Re:  What are the practical
> Can you give me a concrete, practical example showing where bad things happen because someone thought that attributes are metadata?

No, but there has been a widely known case of the opposite: treating attributes as data (text).  The example would be html:img/@title or html:img/@alt  for example.  In some markup systems, they want to mark up some internationalization metadata on spans of text, for example to reverse the directionality of the text for BDI (right to left, and left to right):  perfect for mixed content, but cannot be done in attribute values.  (And so, people would use the Unicode BDI characters for this; not necessarily a bad thing.)  There are many other cases where Unicode needs to be augmented with markup, for example to select the correct character variants for Chinese (T&S), Japanese and Korean characters, where the author needs the exact character independent of what Han Unification says and what the document language settings might be. 

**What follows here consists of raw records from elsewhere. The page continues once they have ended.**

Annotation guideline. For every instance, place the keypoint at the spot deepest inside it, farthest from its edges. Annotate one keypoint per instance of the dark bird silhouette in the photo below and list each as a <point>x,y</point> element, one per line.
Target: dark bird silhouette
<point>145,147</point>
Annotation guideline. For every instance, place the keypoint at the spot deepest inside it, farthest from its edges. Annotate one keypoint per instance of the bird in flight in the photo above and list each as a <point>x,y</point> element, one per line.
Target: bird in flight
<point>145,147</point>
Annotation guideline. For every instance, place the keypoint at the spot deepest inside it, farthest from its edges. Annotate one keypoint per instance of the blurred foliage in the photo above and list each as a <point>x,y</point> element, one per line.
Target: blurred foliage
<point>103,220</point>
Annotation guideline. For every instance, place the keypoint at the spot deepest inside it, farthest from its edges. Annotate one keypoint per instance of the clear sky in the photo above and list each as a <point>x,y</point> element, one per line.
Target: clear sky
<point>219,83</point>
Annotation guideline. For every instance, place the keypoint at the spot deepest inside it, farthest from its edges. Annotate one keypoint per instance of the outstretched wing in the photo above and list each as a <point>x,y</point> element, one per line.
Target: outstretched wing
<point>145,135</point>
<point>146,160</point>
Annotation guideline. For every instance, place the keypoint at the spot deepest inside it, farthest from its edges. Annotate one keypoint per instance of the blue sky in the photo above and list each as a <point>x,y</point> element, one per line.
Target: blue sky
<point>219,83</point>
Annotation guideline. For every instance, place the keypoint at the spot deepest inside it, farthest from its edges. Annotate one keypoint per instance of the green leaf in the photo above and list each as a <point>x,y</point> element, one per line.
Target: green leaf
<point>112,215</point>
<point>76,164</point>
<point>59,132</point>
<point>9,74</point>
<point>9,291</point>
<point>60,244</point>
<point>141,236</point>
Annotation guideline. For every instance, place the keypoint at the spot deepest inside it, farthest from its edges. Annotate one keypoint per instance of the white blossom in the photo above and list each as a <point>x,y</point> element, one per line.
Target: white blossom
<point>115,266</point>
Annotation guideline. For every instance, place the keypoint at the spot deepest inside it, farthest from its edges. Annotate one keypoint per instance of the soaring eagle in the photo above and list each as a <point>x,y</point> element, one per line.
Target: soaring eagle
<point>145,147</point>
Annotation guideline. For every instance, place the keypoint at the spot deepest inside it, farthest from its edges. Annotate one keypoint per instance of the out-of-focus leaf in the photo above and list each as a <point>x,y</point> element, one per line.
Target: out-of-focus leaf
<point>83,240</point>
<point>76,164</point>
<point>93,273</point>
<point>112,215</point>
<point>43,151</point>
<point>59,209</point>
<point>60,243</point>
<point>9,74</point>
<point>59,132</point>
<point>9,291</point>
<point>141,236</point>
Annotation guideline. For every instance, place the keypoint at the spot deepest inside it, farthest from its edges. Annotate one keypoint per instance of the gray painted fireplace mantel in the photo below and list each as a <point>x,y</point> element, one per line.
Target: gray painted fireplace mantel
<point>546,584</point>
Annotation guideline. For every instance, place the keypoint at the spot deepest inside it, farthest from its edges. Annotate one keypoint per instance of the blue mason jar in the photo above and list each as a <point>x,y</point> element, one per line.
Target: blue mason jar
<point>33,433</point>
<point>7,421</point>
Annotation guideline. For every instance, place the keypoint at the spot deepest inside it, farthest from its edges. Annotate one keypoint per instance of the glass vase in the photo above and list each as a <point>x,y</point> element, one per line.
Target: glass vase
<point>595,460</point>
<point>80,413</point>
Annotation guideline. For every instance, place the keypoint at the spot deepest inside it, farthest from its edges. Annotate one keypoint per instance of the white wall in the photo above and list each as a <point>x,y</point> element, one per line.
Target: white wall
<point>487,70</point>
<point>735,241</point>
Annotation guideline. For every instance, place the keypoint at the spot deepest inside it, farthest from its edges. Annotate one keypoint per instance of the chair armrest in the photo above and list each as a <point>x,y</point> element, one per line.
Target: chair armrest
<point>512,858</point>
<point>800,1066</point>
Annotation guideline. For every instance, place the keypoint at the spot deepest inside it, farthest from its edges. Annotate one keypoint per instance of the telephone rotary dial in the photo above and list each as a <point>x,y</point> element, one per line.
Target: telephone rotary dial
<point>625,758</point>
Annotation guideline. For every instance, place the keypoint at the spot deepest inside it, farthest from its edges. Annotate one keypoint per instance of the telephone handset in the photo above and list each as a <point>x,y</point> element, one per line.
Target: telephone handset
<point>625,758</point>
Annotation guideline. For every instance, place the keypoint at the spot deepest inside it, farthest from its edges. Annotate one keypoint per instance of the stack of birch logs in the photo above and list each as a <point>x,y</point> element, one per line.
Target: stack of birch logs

On Thu, Feb 16, 2017 at 2:24 AM, Costello, Roger L. <costello@mitre.org> wrote:
Hi Folks,

Consider this XML:

<Book binding="hardcover">
    <Title>Software Abstractions</Title>
    <Author>Daniel Jackson</Author>
</Book>

I often hear people say that attributes are metadata. For example, @binding is metadata.

David Carlisle likes to remind me that there is nothing in the XML specification which says that attributes are metadata. In fact, the XML specification does not even use the word "metadata."

So when I hear people talking about attributes being metadata, I channel David Carlisle and tell them that attributes are not metadata.

But I'm thinking this is a lost cause. The belief that attributes are metadata is too widespread.

Besides, what difference does it make if people think that attributes are metadata? Can you give me a concrete, practical example showing where bad things happen because someone thought that attributes are metadata?